Spawn is a command designed to run system commands. When you run spawn, you send it a system command that will be run on its own process, but does not execute any further code within your node process. You can add listeners for the process you have spawned, to allow your code interact with the spawned process, but no new V8 instance is created(unless of course your command is another Node command, but in this case you should use fork!) and only one copy of your node module is active on the processor.
Fork is a special instance of spawn, that runs a fresh instance of the V8 engine. Meaning, you can essentially create multiple workers, running on the exact same Node code base, or perhaps a different module for a specific task. This is most useful for creating a worker pool. While node's async event model allows a single core of a machine to be used fairly efficiently, it doesn't allow a node process to make use of multi core machines. Easiest way to accomplish this is to run multiple copies of the same program, on a single processor.
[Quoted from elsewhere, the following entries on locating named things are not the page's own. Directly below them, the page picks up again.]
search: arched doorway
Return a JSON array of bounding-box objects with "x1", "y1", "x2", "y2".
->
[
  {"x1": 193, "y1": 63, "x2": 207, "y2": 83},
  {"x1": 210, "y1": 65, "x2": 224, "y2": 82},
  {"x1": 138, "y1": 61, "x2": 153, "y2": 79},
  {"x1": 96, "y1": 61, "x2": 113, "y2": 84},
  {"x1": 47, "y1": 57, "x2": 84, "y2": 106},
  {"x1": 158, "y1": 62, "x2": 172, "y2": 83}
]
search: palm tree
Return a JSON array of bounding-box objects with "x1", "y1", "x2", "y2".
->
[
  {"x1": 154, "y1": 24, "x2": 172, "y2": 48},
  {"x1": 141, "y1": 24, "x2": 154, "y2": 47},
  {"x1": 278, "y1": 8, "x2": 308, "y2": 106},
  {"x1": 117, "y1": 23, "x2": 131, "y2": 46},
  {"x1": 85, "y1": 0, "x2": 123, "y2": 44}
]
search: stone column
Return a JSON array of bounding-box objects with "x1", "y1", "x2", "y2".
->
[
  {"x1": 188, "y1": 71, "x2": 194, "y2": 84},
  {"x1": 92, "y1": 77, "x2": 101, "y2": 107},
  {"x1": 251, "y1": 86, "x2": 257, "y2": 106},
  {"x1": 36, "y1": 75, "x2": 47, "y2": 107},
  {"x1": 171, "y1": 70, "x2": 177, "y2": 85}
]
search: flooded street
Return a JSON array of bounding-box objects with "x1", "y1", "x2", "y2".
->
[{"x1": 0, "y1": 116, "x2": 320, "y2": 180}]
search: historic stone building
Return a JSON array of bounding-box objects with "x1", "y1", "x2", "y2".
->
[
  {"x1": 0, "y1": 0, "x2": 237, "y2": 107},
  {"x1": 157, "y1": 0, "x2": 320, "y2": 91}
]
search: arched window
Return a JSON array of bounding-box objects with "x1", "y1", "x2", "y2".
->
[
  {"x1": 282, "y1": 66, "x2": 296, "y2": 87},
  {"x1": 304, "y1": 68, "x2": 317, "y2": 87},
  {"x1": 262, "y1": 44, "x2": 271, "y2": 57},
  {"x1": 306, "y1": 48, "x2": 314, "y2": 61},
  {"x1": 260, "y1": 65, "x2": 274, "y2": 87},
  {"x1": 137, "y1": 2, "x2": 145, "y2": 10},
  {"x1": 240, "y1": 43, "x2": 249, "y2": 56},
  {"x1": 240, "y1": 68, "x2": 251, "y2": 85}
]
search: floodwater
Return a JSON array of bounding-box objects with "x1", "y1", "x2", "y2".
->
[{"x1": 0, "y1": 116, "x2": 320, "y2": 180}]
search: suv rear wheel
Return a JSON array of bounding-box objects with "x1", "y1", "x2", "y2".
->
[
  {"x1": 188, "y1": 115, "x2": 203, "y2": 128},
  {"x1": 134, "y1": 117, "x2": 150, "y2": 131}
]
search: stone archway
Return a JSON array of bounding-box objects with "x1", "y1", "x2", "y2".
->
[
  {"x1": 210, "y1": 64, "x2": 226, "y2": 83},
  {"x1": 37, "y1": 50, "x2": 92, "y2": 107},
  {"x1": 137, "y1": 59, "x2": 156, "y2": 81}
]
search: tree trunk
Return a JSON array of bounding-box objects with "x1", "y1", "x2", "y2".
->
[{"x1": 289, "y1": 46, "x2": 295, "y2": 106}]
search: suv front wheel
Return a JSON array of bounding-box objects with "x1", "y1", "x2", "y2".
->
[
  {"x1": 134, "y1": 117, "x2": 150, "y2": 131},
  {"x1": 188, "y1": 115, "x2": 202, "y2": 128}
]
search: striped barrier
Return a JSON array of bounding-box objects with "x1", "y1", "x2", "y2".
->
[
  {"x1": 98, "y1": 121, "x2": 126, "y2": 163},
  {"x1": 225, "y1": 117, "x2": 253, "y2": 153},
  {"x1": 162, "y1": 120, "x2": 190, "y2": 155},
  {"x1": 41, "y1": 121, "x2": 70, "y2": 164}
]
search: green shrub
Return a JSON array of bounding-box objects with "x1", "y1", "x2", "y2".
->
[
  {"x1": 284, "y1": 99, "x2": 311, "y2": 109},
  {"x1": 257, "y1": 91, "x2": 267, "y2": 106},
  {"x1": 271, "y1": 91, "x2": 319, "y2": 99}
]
A good rule of thumb is one to two node processes per core, perhaps more for machines with a good ram clock/cpu clock ratio, or for node processes heavy on I/O and light on CPU work, to minimize the down time the event loop is waiting for new events. However, the latter suggestion is a micro-optimization, and would need careful benchmarking to ensure your situation suits the need for many processes/core. You can actually decrease performance by spawning too many workers for your machine/scenario.
Ultimately you could use spawn in a way that did the above, by sending spawn a Node command. But this would be silly, because fork does some things to optimize the process of creating V8 instances. Just making it clear, that ultimately spawn encompasses fork. Fork is just optimal for this particular, and very useful, use case.